Pipeline panel — current step, phase-colored progress bar, substep detail, elapsed timer + live ETA, animated braille spinner
System panel — GPU load, temperature, fan (RPM on AMD, % on NVIDIA), power draw, vendor badge
Memory panel — VRAM used / total, system RAM, CPU utilization
Abliteration panel — animated refusal-direction wave; flashes ABLITERATED on completion

tip

Preview the dashboard without running abliteration: python display.py — runs an ~18-second simulated demo. Useful for verifying terminal compatibility.

Install

Requirements

Python 3.10+
GPU with enough VRAM for your target model (Gemma 4 26B-A4B-it ≈ 52 GB in bfloat16)
HuggingFace access — gated models (Gemma) require accepting the license
For GGUF: Git, CMake, C++ compiler (MSVC / GCC / Clang)
For dashboard: psutil + rocm-smi or nvidia-smi on PATH

One-liner

git clone https://github.com/MuchDevSuchCode/abliteration.git
cd abliteration
pip install -r requirements.txt
huggingface-cli login

Usage

Default everything — abliterate with the configured model, produce Q4_K_M and Q8_0 GGUFs:

python run.py --no-test

Defaults: layers 20%–80%, scale 1.0, dtype bfloat16, batch 16, seed 42.

# Custom model + scale
python run.py --model mistralai/Mistral-7B-Instruct-v0.3 --scale 0.85 --no-test

# Multiple quantization formats
python run.py --quants Q3_K_M Q4_K_M Q5_K_M Q6_K Q8_0 --no-test

# Skip GGUF, just abliterate
python run.py --skip-gguf --no-test

# Reproducible seed
python run.py --seed 1234 --no-test

# Plain output, no live dashboard
python run.py --no-display --no-test

# Smaller batches if you're VRAM-constrained
python abliterate.py --model google/gemma-4-26B-A4B-it --batch-size 4 --no-test

# Maximum-quality run in float32
python abliterate.py --model google/gemma-4-26B-A4B-it --dtype float32 --no-test

# Local model path
python abliterate.py --model /path/to/my-model --output-dir ./out --no-test

# Default quants
python convert_to_gguf.py --model-dir ./abliterated-model

# F16 only
python convert_to_gguf.py --model-dir ./abliterated-model --quants F16

# Many levels
python convert_to_gguf.py --model-dir ./abliterated-model --quants Q2_K Q3_K_M Q4_K_M Q5_K_M Q6_K Q8_0

# Reuse an existing llama.cpp checkout
python convert_to_gguf.py --model-dir ./abliterated-model --llama-cpp-dir /path/to/llama.cpp

Parameter reference

run.py

Flag	Default	Description
`--model`	`google/gemma-4-26B-A4B-it`	HuggingFace model ID or local path
`--output-dir`	`./abliterated-model`	Where to save the abliterated HF model
`--gguf-dir`	`./abliterated-model-gguf`	Where to save GGUF files
`--quants`	`Q4_K_M Q8_0`	GGUF quantization types
`--layer-fraction-start`	`0.2`	Start of target layer range
`--layer-fraction-end`	`0.8`	End of target layer range
`--scale`	`1.0`	Abliteration strength (0.0 = none, 1.0 = full)
`--dtype`	`bfloat16`	`float16` / `bfloat16` / `float32`
`--seed`	`42`	Random seed
`--skip-gguf`	off	Skip GGUF conversion
`--no-test`	off	Skip the interactive test loop
`--no-display`	off	Disable the live ASCII dashboard
`--llama-cpp-dir`	`./llama.cpp`	Path to llama.cpp checkout (auto-cloned)
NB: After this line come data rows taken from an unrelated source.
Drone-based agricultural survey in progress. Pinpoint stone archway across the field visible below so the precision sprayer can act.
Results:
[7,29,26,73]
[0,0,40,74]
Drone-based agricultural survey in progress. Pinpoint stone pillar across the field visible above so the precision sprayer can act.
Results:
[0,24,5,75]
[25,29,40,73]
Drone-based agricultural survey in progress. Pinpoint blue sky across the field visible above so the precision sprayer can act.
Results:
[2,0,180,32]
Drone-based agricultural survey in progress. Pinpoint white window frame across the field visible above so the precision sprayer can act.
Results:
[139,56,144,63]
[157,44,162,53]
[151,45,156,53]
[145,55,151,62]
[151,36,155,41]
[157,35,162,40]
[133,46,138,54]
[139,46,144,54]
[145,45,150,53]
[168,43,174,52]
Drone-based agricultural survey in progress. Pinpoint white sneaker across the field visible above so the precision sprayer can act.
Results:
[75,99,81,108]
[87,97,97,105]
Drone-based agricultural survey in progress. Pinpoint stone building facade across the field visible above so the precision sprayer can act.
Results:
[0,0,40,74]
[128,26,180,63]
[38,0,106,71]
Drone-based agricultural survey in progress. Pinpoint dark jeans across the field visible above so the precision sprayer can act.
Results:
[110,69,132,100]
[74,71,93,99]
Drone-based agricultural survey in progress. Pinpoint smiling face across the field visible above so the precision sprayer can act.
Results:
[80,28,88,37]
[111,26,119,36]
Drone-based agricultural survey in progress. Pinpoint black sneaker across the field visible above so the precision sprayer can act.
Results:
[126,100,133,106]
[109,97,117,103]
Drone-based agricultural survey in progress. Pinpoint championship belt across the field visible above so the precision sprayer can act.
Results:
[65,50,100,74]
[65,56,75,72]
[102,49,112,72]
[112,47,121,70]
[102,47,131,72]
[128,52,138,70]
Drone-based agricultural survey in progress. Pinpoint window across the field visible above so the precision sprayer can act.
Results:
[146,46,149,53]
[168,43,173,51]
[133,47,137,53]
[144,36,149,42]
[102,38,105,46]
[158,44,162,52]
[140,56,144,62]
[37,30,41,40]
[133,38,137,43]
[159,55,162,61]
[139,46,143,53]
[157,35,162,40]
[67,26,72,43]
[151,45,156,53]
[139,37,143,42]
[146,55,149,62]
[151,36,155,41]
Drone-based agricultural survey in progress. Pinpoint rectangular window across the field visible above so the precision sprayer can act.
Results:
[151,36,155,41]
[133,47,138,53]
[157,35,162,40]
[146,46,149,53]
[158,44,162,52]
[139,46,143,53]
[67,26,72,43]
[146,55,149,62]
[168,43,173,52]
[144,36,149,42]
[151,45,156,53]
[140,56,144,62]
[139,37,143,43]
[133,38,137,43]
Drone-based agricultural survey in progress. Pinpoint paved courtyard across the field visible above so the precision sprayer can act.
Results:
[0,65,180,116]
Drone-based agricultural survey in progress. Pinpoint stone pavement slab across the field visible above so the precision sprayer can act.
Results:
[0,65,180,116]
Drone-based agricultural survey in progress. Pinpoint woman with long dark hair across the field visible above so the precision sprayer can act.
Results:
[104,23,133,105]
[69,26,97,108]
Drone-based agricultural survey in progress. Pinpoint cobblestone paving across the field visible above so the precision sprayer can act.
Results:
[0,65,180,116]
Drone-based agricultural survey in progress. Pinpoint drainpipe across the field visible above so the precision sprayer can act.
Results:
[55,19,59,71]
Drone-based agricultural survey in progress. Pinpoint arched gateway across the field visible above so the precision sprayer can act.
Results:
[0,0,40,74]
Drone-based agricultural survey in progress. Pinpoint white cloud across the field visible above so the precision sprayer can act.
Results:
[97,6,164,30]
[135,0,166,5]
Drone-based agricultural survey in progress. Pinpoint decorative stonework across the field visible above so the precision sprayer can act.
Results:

abliterate.py — extra flags

Flag	Default	Description
`--skip-begin`	`1`	Number of leading tokens to skip when collecting activations
`--batch-size`	`16`	Batch size for forward passes

convert_to_gguf.py

Flag	Default	Description
`--model-dir`	`./abliterated-model`	Path to abliterated HF model
`--output`	`./abliterated-model-gguf`	Output directory for GGUF files
`--quants`	`Q4_K_M Q8_0`	Quantization types
`--llama-cpp-dir`	`./llama.cpp`	Path to llama.cpp (auto-cloned)

Tuning guide

incoherent Quality degraded

Lower the scale. Try --scale 0.7 or 0.5.
Narrow the layer range. Try --layer-fraction-start 0.3 --layer-fraction-end 0.6.
MoE caveat: dozens of expert weight matrices per layer get modified — start at --scale 0.7 for MoE models.

still refusing Some prompts still rejected

Raise the scale. --scale 1.2 or 1.5 over-corrects, pushing further away from the refusal axis.
Widen the layer range. --layer-fraction-start 0.1 --layer-fraction-end 0.9.

finding the sweet spot Iterative workflow

python abliterate.py --output-dir ./test-1.0
python abliterate.py --output-dir ./test-0.8 --scale 0.8
python abliterate.py --output-dir ./test-1.2 --scale 1.2

Test interactively (omit --no-test), find what works, then run run.py to produce final GGUFs.

Project structure

abliteration/
├── abliterate.py          # Core abliteration logic (dense + MoE)
├── convert_to_gguf.py     # HF → GGUF conversion + quantization
├── run.py                 # Full pipeline (abliterate + convert)
├── display.py             # Live ASCII dashboard
├── sysmon.py              # Standalone NeuralDeck system monitor
├── prompts.py             # Harmful + harmless prompt datasets
├── requirements.txt
├── info/                  # This documentation site
└── README.md

Troubleshooting

OutOfMemoryError during activation collection

Lower the batch size: --batch-size 4 or --batch-size 1. Activation sums are streamed to CPU during collection — the bottleneck is the forward pass itself. MoE models use more VRAM per forward pass than dense models of similar active-parameter count.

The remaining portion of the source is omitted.